Record Price For Francis Bacon Triptych And Peter Doig At Sotheby’s

Sotheby’s London was again breaking records this evening when a rare Francis Bacon triptych of George Dyer attracted bids from four collectors around the world, far surpassing its estimate and selling to a telephone bidder for a landmark price of £26,682,500 ($45,400,274). The sum paid sets a new benchmark for a small-scale triptych by the artist, eclipsing the previous record of £23 million* for a work in this format.
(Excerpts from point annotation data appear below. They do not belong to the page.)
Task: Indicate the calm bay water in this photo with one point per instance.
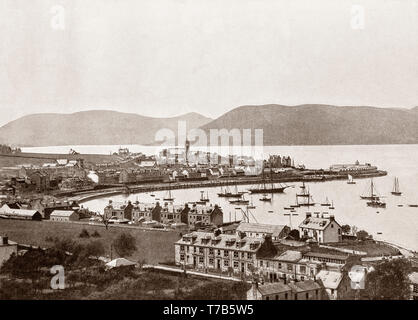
(397, 224)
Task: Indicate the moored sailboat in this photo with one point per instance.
(396, 191)
(350, 179)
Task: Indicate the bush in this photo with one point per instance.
(96, 234)
(84, 234)
(124, 245)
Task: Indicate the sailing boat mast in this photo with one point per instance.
(396, 190)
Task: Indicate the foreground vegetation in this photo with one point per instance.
(153, 246)
(29, 276)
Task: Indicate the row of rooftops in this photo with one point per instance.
(241, 242)
(166, 207)
(220, 241)
(296, 287)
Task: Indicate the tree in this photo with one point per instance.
(84, 234)
(389, 280)
(362, 235)
(294, 234)
(346, 228)
(124, 244)
(94, 248)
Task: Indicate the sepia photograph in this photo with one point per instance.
(189, 150)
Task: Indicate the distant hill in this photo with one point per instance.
(324, 124)
(98, 127)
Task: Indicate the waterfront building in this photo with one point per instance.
(322, 228)
(413, 280)
(64, 215)
(335, 283)
(330, 259)
(287, 265)
(21, 214)
(215, 251)
(146, 212)
(202, 215)
(259, 230)
(303, 290)
(118, 210)
(170, 213)
(352, 168)
(7, 248)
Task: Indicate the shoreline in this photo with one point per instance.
(84, 196)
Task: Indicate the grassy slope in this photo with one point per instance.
(41, 158)
(153, 246)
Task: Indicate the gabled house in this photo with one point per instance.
(321, 228)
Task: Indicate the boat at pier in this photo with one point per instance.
(396, 191)
(239, 201)
(326, 203)
(251, 206)
(350, 179)
(372, 193)
(272, 188)
(226, 193)
(265, 198)
(376, 204)
(203, 200)
(306, 197)
(169, 196)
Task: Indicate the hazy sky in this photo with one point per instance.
(164, 58)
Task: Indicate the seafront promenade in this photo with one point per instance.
(83, 196)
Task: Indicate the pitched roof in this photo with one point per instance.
(223, 241)
(272, 229)
(330, 279)
(325, 255)
(61, 213)
(273, 288)
(315, 223)
(20, 212)
(307, 285)
(119, 262)
(290, 256)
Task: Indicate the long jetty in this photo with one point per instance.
(219, 182)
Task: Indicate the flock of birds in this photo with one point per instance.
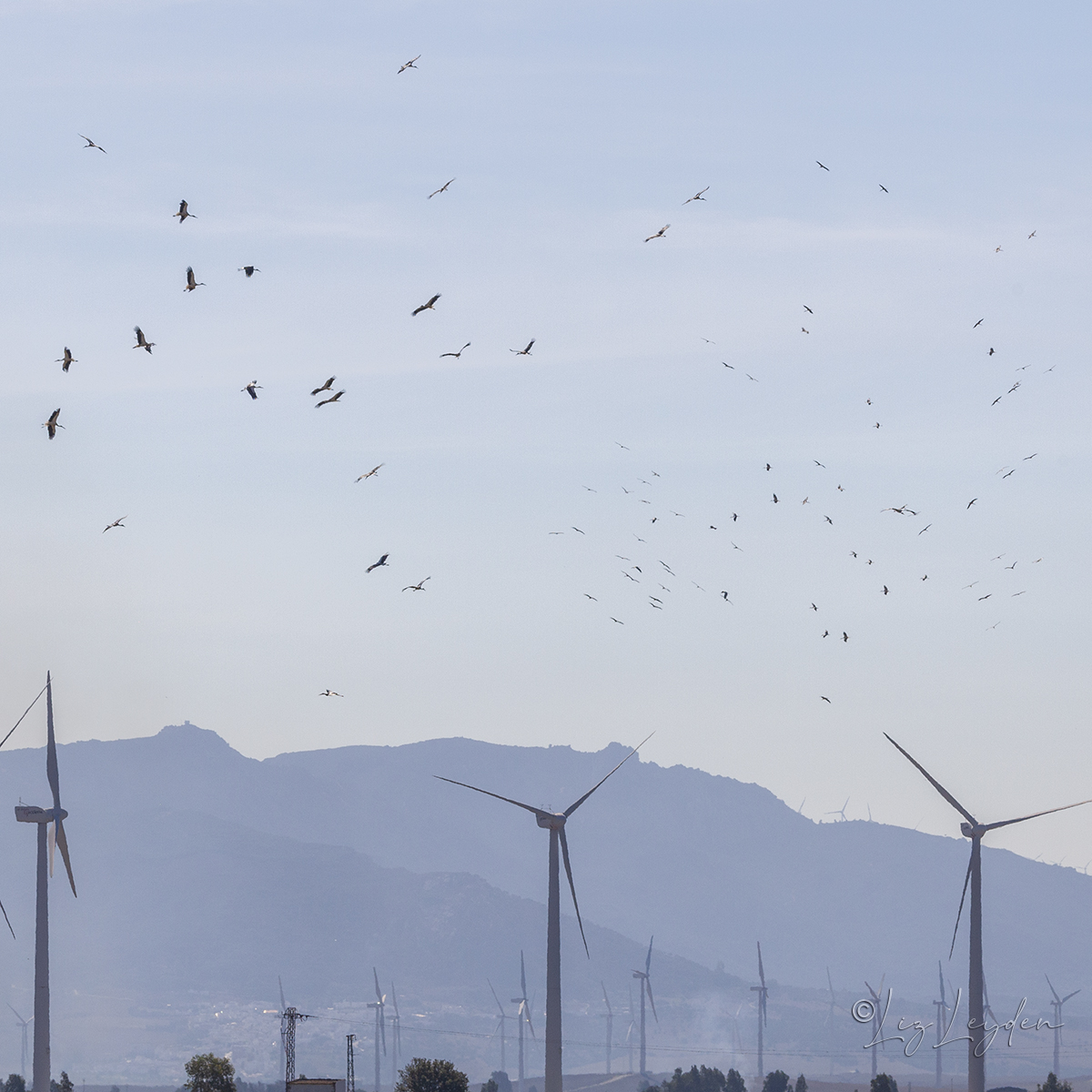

Underbidding from Patti Wong, Sotheby’s Chairman in Asia, helped drive the price to well over £20 million.
 
Depicting the man who was the love of Bacon’s life at the moment when they were most deeply involved, Three Studies for Portrait of George Dyer (on light ground) is an exceptionally rare lifetime depiction of Dyer and full of the painterly exuberance that marks out Bacon as one of the greatest painters of the 20th century. An outstanding example of Bacon at the height of his powers, this museum-quality work is also of critical importance because it is, in all likelihood, the first painting for which Bacon used the legendary photographs by his friend John Deakin as source material for a painting of George Dyer.  This exceptional work had only rarely been seen in public, having remained in the same collection since 1970. It appeared at auction tonight for the first time ever with an estimate of £15-20 million – an estimate that was quickly left behind.
 

A new record was also set for the British artist Peter Doig this evening when his Canadian landscape Country-rock (wing-mirror), sold for a landmark £8,482,500 ($14,432,974).
 
Cheyenne Westphal, Co-Global Head of Contemporary Art at Sotheby’s, said: “For lovers of Doig, this work enjoys a supreme status. We were thrilled to see it set a new benchmark price for the artist this evening, affirming yet again the market’s huge appreciation for his work.”
 
Having remained in the same collection since 1999, the year it was painted, Country-rock (wing-mirror) belongs to a series of three works which together rank among the most celebrated and desirable in the artist’s oeuvre. Painted in London at a key turning-point in the artist’s career, the work depicts a much-loved landmark near Toronto: the rainbow tunnel, which mysteriously first appeared above an underpass alongside the city’s Don Valley Parkway in 1972 when Doig was growing up in Canada. In this particular painting, the tunnel is seen from the passenger seat of a car, and the title is the soundtrack to the journey.  Click here for full pre-sale release on the painting.
 
Sotheby’s evening sale is still underway, with Andy Warhol’s Dollar Sign encapsulating the relationship between art and money, both then and now.  Warhol once said, ‘I like money on the wall. Say you were going to buy a $200,000 painting, I think you should take that money, tie it up, and hang it on the wall. Then, when someone visited you, the first thing they would see is the money on the wall.” But following the result for his work this evening, that visitor would see not $200,000, but £4,002,500 ($6,810,254) – the price paid by a collector bidding on the telephone tonight.